I have read a Victim Impact Statement prepared by the complainant. She still suffers the physical and psychological effects of the trauma from the assault. The impact pushed her eyeball back into its socket and her cheek bone is now flat, her jaw cracks and she feels pain when she yawns or chews. She feels that her teeth have been moved and she does not want to smile as she is self-conscious of her mouth. She feels like she will always be permanently reminded of what happened. She gets headaches and feels like she has double vision as her eyes are not symmetrical. Her lips, nose and eye socket constantly feel numb. She cannot pronounce some words and thinks that it may be the numbness in her lips. She worries about telling her son why he does not have a father in his life and how she can tell him about what happened to her whilst she was pregnant. She is seeing a psychiatrist and a counsellor to help her understand and to get over what happened to her, and she is starting to realise that it was not her fault.
I take into account all that has been said on the defendant’s behalf by his counsel and in particular I note that he is abstinent of drugs and has pursued a parenting course while in prison. He has a very good relationship with his ex-wife to whom he was married for 15 years before meeting the complainant, and they have a seven year old daughter.

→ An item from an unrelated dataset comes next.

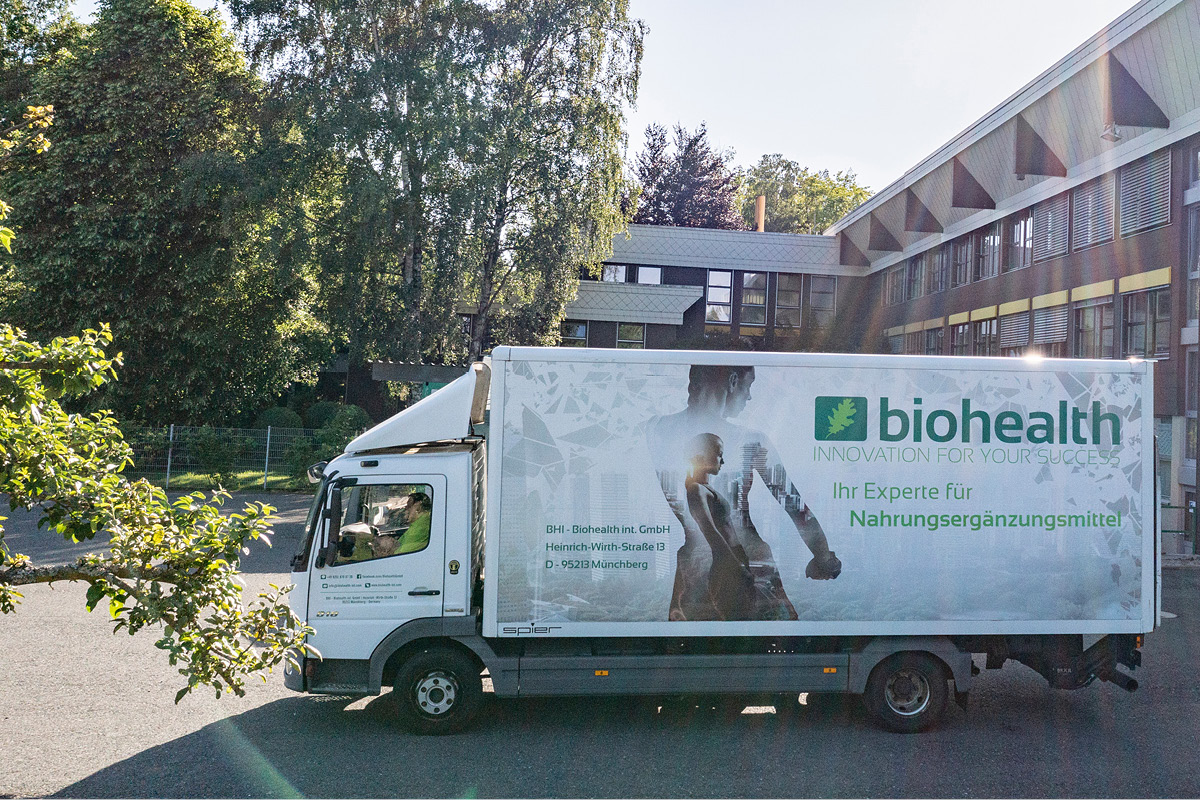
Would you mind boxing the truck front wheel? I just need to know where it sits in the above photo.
[392,648,484,734]
[863,652,949,733]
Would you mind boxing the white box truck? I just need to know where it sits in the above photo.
[284,347,1159,733]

I accept that the defendant has taken stock of himself and has prospects of rehabilitation. I take into account his plea of guilty.
The defendant is convicted of each of the crimes of which he has been found guilty and to which he has pleaded guilty. In respect of the count of arson, the two counts of unlawfully setting fire to property, and the count of aggravated burglary, I impose a single sentence of two years and six months’ imprisonment backdated to 4 August 2022. In respect of the count of assault, which I record as a family violence offence, the defendant is sentenced to 18 months’ imprisonment to be served cumulatively to the sentence of two years and six months. I have taken totality into account. Each sentence is subject to a non-parole period of half of the period of that sentence. By my calculation that makes Mr Meir-Anderson eligible for parole on or after 4 August next year. Given the single nature of the assault and the length of the defendant’s sentence for all crimes, I am of the view that it is neither necessary nor appropriate to make a family violence order.